“They beat prisoners in the Mexiko camp as well and an acquaintance of my mother’s had to clean up blood in there. In those rooms they tortured prisoners. It was cruel… I remember only some of the moments myself. I don’t know whether it was in that collection camp in Vítkovice or later in that Mexiko camp. I do remember, though, that it was always dark in there and that we slept on some rags. And my mother would hug me all the time.”
“My mother saved that girl’s life. She would bring her semolina wrapped in newspaper sheets. She was imprisoned in that camp and because she was a dressmaker, she would sew suitcase covers for Russian women. Russian women had lots of suitcases and so my mother sewed covers for them. That’s how she could get some food and she secretly brought semolina to the girl. I remember one particular moment. I don’t know where exactly it was but we were standing in some sort of a queue, there were children too, and soldiers were walking around. I held on to my mother and was not afraid because I knew that my mother protected me. Since I was born I was always with my mother only so she was great support for me.”

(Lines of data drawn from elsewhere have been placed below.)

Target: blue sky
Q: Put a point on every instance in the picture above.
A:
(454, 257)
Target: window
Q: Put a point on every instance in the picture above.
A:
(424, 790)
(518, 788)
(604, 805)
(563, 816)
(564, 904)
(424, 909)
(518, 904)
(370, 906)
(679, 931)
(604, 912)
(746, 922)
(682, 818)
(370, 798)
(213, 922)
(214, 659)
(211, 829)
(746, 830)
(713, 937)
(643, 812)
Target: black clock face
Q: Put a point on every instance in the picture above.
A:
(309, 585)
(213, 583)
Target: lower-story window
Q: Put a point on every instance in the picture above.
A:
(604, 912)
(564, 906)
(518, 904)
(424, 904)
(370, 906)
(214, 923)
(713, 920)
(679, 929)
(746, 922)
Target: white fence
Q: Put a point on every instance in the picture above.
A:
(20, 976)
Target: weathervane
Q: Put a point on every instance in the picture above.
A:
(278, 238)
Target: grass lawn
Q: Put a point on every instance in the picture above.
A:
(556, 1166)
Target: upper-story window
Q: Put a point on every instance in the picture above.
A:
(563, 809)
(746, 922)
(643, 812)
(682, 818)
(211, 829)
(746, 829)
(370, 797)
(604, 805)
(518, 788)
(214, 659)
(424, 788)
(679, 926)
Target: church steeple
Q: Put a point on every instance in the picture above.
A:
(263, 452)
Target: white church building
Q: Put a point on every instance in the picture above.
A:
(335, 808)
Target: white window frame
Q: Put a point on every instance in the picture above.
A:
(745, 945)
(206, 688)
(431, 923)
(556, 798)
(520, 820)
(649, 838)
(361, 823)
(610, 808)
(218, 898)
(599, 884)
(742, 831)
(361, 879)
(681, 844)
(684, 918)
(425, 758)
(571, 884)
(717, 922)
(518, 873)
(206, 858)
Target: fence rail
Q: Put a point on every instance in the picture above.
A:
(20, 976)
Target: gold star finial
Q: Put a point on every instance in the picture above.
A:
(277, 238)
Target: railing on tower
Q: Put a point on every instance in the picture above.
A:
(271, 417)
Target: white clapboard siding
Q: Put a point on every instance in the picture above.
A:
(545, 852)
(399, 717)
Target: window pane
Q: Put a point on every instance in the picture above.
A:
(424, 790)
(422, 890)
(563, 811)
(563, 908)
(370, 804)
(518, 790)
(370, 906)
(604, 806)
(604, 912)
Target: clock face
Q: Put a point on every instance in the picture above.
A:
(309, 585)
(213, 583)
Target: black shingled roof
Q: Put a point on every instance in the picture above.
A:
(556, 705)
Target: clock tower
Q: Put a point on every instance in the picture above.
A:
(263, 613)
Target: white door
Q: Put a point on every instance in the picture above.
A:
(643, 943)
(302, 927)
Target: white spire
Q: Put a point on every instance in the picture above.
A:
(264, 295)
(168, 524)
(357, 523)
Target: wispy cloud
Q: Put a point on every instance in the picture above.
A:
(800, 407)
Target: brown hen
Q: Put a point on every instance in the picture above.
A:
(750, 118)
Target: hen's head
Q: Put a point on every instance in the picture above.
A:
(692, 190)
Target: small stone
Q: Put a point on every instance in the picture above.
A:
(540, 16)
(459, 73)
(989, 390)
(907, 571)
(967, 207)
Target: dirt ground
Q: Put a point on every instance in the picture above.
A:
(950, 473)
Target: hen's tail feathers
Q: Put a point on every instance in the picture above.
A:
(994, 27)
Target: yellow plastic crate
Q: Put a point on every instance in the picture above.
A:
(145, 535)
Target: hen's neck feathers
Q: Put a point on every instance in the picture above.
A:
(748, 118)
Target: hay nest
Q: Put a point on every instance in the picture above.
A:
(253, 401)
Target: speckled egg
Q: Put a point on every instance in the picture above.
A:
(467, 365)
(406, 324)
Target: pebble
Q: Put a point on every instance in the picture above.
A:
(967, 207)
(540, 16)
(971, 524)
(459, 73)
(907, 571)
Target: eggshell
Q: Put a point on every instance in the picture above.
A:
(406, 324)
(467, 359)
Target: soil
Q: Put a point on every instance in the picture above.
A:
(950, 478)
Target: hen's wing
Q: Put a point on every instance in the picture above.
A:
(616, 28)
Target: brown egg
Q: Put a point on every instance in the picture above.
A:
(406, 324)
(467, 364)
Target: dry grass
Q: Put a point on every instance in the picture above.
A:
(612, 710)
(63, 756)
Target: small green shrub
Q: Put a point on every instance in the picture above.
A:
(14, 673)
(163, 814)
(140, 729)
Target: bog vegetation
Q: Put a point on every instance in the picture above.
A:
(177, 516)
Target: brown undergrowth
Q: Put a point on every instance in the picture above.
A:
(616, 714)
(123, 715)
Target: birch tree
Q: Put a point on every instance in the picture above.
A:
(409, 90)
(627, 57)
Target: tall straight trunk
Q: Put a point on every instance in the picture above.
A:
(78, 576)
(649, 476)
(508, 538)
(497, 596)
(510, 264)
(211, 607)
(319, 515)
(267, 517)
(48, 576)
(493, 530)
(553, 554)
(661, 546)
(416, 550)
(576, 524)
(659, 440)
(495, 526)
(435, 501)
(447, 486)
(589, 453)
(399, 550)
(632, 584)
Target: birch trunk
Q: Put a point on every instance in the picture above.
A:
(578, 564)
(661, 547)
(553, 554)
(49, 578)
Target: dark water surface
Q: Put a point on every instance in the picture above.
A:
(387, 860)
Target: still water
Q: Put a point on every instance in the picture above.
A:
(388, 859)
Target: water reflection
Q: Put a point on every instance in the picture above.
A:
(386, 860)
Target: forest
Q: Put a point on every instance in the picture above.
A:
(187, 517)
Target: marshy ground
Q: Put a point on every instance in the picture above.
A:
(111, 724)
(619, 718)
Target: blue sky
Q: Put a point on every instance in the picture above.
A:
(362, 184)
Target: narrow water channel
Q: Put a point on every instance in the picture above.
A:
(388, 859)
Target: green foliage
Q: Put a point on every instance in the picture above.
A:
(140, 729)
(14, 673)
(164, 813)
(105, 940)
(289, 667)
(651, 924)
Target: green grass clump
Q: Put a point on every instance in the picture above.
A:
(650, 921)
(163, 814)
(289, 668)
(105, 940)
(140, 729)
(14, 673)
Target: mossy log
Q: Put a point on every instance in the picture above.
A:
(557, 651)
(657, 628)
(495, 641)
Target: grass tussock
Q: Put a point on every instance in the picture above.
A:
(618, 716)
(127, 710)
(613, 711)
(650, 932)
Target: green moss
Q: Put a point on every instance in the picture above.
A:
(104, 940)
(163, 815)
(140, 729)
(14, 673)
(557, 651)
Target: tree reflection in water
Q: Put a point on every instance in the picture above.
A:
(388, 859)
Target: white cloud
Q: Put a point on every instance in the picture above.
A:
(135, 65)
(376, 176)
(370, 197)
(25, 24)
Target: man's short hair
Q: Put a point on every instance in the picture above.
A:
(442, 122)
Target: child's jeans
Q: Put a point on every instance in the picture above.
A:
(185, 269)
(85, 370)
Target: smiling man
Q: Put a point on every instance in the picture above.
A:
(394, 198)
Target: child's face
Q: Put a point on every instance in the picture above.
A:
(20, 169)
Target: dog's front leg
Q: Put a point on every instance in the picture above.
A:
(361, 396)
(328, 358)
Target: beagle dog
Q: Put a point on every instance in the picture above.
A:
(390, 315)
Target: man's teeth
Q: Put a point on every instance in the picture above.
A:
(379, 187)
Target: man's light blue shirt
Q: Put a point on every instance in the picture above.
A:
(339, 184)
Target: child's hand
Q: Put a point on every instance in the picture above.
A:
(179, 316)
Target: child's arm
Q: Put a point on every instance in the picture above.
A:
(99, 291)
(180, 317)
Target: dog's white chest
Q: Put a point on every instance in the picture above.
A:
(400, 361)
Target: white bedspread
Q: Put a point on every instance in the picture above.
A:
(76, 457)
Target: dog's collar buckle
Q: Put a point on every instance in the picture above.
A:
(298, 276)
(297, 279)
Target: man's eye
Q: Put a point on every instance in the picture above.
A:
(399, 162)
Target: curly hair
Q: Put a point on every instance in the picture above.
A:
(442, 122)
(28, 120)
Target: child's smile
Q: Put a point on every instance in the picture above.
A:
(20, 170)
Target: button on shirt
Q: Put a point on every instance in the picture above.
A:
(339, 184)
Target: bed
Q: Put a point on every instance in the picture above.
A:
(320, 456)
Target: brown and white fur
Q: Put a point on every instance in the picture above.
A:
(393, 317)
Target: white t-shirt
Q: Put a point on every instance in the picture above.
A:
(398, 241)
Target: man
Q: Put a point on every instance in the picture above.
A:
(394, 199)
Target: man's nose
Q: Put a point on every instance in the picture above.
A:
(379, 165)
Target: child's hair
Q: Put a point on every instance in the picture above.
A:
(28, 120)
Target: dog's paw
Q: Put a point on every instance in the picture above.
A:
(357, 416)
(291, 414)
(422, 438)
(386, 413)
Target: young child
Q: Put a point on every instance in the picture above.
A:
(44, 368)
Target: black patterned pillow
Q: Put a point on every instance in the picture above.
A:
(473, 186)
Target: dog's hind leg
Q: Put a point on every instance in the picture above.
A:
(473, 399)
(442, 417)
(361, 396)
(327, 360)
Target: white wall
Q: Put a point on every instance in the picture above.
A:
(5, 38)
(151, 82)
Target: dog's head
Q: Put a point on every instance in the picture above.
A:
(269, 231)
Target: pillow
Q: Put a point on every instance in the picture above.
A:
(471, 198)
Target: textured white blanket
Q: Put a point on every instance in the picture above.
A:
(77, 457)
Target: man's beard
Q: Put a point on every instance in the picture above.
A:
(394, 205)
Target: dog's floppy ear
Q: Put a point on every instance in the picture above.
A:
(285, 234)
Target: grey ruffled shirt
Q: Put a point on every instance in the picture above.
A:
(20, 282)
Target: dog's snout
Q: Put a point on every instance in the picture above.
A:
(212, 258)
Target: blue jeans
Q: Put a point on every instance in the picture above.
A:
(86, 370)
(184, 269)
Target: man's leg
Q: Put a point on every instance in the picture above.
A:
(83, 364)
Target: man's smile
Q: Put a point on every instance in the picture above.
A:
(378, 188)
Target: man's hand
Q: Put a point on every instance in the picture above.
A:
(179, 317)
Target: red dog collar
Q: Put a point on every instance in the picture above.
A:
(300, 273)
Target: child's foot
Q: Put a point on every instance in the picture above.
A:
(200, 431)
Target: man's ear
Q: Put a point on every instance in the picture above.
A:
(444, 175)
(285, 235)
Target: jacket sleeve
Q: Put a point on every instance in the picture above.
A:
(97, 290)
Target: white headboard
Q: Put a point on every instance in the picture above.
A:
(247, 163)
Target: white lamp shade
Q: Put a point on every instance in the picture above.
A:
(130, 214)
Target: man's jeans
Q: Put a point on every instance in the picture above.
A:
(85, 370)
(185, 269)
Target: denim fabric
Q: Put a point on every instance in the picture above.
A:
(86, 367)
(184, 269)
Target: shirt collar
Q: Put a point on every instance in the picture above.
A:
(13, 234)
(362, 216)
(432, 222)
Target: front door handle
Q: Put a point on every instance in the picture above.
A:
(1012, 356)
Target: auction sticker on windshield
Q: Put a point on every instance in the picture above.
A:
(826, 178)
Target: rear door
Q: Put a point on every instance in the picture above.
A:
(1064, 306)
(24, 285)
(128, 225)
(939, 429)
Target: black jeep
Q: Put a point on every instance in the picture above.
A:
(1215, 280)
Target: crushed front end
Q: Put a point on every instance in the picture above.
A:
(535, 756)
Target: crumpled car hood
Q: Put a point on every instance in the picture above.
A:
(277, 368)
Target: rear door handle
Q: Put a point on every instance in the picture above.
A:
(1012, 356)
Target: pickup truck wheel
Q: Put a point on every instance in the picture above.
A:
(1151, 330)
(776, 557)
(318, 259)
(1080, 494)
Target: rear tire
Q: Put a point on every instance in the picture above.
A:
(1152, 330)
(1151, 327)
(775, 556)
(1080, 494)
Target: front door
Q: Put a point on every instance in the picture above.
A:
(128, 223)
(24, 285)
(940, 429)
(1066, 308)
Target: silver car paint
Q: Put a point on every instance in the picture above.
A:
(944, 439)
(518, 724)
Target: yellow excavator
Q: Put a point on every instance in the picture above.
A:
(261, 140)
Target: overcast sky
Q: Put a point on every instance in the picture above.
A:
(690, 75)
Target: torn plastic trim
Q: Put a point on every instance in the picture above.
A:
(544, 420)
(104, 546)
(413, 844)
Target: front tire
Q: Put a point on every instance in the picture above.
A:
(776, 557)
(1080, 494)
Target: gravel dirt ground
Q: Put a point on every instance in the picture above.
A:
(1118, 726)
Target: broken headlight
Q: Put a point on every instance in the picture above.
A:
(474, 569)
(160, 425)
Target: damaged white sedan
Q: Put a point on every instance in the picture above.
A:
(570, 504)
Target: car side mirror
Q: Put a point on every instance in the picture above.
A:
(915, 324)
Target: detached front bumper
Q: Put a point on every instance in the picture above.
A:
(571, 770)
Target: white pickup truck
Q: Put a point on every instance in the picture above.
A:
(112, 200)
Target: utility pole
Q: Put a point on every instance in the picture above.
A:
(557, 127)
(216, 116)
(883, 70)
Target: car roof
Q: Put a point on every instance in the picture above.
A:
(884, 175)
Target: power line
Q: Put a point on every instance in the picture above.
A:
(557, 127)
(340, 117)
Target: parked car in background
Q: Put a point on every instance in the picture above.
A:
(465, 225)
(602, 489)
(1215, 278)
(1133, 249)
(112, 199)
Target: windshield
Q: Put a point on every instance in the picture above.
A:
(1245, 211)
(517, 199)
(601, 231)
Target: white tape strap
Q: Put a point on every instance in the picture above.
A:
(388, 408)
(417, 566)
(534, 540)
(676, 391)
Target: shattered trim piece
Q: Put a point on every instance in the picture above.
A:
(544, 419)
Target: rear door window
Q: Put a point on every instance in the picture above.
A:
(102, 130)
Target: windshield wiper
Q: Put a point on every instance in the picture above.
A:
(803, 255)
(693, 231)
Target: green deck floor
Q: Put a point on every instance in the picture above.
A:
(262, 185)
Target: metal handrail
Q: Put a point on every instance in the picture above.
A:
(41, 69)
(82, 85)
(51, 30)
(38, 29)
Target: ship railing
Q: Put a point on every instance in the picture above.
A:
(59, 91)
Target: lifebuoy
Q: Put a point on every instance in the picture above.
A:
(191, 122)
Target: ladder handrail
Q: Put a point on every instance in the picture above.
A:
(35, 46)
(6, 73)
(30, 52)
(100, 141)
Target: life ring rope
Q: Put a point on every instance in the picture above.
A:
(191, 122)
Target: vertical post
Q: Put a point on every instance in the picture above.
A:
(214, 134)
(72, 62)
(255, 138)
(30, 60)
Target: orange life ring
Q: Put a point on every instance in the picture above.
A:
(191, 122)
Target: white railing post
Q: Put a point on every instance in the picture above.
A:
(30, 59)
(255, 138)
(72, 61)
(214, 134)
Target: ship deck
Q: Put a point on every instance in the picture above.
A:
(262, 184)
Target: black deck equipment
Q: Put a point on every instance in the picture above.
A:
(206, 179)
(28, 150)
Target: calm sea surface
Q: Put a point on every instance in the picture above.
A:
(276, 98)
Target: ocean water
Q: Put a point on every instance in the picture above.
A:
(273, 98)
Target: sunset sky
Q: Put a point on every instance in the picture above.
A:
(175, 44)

“Here is the confirmation that my mother received on the 9th of July 1945: “The National Committee in Vítkovice gives permission to the German Lydia Talagová to move into her former flat with [= “s” in Czech, here spelled as “z” – translator’s note] her daughter.” See? Written with a spelling error… “The address is Vítkovice, Nerudova street 30. This permission is to be considered provisional until the responsible authorities deliver a verdict.” Such uneducated people, who weren’t even able to write a text in correct Czech, were deciding whether a German can move into her own lousy single-bedroom flat.”
“Confirmation: “The Security Department of the National Committee of the Statutory City of Ostrava raises no objections to the commute to and from work by the means of electric railways from Vítkovice to Moravská Ostrava of Lydia Talagová, employed by Miloslav Konečný’s dressmaking company. She is allowed to remove the marking of German nationality during the commute and during working hours.” So if my mother was allowed to enter the tram she was also allowed to put that “N” label into her pocket. Probably to prevent others from being offended.”
Ostrava / Stará Bělá, 09.04.2017
Celé nahrávky jsou k dispozici pouze pro přihlášené uživatele.
We spoke Czech at home. I hated German in school
Gertruda Ješonková, née Talagová, was born on the 21st of December 1941 in Ostrava-Vítkovice. Her father Josef Talaga was an engineer, her mother Lidie was a dressmaker. They were both of German nationality. After the occupation of Czechoslovakia her father had to join the German army. He served with the air force and was injured in Poland towards the end of the war. In May 1945 Gertruda Ješonková and her mother were interned in camps intended for Germans from Ostrava. Following her release she grew up in the family of her uncle Miloslav Konečný who owned a dressmaking company. From 1945 to 1949 her mother faced persecutions directed against inhabitants of German descent. In 1949 the uncle was sentenced to half a year in prison and he had to close his business down. Gertruda Ješonková only learnt the historical facts concerning the integration camps for Germans from Ostrava after 1989.